AnálisesPS3

Ace Combat: Assault Horizon

Análise

NOME: Ace Combat: Assault Horizon
FABRICANTE: Project Aces
PLATAFORMA: ps3
GENERO: Ação
DISTRIBUIDORA: Namco Bandai Games


LANÇAMENTOS
14/10/2011 14/10/2011 13/11/2011


INFORMAÇÕES ADICIONAIS E SUPORTE
Definição HD: 1080p

Jogadores: 1; 2-16 (Online)

Headset

Troféus


Para os que não sabem, Ace Combat nasceu junto ao PlayStation, e o primeiro jogo da série, Air Combat, foi um dos títulos de lançamento do videogame da Sony, em 1994. Ace Combat: Assault Horizon (AH) é o décimo-segundo título da série, e o primeiro a sair no PS3. Buscando reinventar a série após tantos lançamentos, a Namco e seu Project Aces fizeram reformulações na história e jogabilidade – e nem todas foram boas como se esperaria.

O enredo de AH foi criado pelo autor Jim DeFelice (você talvez não conheça o nome, mas já deve ter ouvido falar de um de seus trabalhos mais famosos, Rogue Warrior), e passa-se no mundo real.
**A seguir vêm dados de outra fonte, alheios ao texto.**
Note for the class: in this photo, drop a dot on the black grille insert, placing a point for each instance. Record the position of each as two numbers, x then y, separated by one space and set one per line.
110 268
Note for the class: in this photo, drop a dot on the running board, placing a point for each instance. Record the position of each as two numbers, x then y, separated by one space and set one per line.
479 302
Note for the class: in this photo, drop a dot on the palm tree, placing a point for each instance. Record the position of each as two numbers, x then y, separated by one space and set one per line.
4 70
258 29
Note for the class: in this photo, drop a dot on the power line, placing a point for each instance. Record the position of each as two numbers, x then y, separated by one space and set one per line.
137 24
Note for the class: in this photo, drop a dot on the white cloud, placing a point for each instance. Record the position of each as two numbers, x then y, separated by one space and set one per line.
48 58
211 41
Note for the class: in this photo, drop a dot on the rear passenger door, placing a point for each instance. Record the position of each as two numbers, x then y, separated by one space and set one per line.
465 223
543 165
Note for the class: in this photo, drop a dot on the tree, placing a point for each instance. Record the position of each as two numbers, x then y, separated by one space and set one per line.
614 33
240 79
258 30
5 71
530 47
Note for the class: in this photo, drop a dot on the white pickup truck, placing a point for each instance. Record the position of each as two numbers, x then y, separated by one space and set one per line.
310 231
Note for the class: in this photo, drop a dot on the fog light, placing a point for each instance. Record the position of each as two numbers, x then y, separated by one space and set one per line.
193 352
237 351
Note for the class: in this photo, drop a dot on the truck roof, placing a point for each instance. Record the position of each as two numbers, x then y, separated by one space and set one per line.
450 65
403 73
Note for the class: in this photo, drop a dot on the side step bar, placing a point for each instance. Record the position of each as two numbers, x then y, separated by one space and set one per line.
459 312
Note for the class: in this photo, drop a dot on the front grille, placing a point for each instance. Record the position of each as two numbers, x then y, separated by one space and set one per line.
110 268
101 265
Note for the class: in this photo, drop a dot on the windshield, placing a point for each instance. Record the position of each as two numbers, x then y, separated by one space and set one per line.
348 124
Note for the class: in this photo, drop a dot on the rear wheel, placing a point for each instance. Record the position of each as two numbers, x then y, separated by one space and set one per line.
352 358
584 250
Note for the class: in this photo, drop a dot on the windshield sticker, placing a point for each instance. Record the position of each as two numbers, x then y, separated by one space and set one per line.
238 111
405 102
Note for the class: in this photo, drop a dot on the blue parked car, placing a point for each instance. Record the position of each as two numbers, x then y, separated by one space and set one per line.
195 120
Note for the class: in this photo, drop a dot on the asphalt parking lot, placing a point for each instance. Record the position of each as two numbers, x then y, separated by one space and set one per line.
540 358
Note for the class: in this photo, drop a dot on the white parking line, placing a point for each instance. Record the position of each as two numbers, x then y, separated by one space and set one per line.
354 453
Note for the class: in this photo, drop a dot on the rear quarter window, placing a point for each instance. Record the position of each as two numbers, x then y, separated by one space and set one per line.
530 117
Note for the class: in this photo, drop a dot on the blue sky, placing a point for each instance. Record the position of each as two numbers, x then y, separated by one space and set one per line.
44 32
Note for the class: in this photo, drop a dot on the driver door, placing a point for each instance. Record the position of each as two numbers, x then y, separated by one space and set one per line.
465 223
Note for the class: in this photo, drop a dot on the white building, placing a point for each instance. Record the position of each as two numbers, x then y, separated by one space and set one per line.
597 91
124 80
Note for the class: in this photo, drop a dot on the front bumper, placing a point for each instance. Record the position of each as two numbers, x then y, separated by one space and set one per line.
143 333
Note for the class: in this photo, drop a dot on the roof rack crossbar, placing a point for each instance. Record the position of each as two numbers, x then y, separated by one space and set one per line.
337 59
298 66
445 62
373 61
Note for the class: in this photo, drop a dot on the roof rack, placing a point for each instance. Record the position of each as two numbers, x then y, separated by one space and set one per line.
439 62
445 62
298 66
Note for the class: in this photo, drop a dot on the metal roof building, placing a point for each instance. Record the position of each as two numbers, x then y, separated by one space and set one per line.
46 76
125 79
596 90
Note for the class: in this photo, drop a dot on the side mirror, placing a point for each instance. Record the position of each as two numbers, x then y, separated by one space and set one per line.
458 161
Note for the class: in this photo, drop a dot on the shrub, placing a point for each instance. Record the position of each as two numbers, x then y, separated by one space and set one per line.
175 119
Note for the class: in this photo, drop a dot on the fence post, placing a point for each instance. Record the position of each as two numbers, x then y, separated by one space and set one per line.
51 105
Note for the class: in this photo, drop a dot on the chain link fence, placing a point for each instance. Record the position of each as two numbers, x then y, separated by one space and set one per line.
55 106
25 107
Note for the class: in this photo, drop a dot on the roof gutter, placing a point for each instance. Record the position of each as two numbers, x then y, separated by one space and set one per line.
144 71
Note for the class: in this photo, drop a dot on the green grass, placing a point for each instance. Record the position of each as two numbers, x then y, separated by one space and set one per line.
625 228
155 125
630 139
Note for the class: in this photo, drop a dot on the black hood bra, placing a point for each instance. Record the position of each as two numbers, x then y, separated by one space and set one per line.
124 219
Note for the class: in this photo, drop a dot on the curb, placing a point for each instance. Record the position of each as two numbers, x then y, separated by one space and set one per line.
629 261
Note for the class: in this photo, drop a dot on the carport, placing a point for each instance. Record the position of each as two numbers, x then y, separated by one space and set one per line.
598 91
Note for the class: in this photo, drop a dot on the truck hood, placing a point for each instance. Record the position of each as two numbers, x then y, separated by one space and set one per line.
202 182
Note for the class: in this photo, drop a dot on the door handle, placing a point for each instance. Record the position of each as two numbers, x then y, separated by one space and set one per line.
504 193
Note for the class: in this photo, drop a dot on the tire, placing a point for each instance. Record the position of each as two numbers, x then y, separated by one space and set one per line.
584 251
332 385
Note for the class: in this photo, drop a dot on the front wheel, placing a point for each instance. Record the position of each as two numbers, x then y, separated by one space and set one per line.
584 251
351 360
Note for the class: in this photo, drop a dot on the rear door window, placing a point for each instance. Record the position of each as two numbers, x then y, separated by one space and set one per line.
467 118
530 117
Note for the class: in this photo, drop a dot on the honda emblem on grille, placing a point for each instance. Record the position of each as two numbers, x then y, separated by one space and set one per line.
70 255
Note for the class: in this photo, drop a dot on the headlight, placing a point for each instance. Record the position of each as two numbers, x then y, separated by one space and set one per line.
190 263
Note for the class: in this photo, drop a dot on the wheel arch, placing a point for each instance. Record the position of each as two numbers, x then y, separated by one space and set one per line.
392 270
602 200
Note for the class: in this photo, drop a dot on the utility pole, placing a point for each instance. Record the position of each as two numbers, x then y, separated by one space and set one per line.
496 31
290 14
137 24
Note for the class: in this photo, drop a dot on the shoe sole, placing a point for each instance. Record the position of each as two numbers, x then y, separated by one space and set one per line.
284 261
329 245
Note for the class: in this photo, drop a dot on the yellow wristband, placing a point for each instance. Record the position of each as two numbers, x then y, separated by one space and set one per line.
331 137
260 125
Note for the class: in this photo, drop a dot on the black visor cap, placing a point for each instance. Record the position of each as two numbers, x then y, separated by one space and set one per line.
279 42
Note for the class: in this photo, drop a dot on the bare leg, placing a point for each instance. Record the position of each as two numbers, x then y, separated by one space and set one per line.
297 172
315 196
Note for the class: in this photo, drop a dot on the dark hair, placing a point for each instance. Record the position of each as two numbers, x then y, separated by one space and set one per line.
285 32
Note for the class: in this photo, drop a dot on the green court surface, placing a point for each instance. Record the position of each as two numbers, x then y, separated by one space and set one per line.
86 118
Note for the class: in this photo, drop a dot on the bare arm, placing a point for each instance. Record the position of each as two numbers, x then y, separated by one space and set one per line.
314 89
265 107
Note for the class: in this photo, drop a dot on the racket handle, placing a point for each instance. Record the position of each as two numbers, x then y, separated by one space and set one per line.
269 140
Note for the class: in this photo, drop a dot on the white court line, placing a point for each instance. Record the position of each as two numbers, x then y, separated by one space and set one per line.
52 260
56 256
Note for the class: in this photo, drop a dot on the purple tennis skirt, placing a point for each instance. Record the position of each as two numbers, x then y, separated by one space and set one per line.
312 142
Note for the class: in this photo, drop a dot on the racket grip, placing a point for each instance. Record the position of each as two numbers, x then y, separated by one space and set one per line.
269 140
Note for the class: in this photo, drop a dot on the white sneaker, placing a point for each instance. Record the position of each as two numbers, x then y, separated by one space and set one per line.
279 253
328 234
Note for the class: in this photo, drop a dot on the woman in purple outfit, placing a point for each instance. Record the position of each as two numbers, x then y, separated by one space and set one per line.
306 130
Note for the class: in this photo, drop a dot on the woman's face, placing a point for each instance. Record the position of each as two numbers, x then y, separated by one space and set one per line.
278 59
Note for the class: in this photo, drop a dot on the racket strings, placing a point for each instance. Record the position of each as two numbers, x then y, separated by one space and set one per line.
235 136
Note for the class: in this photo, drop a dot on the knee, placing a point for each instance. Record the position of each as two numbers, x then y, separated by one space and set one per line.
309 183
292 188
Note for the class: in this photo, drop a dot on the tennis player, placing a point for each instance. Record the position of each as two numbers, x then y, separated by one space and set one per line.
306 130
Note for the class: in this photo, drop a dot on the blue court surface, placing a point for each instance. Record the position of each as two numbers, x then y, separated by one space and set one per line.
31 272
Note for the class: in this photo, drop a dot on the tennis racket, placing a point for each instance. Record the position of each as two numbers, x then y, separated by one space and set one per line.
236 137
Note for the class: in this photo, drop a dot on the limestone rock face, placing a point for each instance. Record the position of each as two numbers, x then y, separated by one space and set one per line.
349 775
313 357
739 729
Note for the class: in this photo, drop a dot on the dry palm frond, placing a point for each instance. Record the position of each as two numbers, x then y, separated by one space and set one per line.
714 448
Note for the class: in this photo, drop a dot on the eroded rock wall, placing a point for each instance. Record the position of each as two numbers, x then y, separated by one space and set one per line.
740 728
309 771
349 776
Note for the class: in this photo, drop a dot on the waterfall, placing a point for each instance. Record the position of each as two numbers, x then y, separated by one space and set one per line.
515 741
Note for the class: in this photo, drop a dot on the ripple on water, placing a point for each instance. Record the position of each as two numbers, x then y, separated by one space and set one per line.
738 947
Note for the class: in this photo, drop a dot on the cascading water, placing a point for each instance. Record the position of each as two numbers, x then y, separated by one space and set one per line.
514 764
O foco é a disputa entre as forças da NATO e um grupo rebelde russo, que conseguiu uma arma de destruição em massa chamada Trinity. O ás dos rebeldes, Coronel Andrei Markov, age também como um dos líderes do grupo, enquanto o jogador assume o papel primário do Coronel William Bishop, capitão do Warwolf Flight, e o ás da NATO. Outros personagens, como o piloto de helicópteros Capitão Doug Robinson, o atirador James Mitchell e a Major Janice Rehl também são controláveis durante a campanha.

Russos, armas de destruição em massa, controlar múltiplos personagens… Se tudo soar “Call of Duty” demais para você, não se assuste – o enredo inteligente e de aspecto mais filosófico dos Razgriz ou do Demon Knight Of The Round Table, nos continentes fictícios como Yuktobania, Erusia e Osea foi substituído por algo genérico situado no “mundo real”. Jargões militares são usados abundantemente, os personagens não tem carisma e tudo parece ter sido feito tão “nos moldes” para agradar os fãs de FPSs modernos que se torna insípido e previsível. Até mesmo o personagem James Mitchell usa uma máscara com desenho de caveira, sendo impossível não nos remeter a Ghost, de Modern Warfare 2. Não é uma mudança de foco que, particularmente, me agrada, e é decepcionante ver o enredo de Ace Combat decair de forma tão degradante.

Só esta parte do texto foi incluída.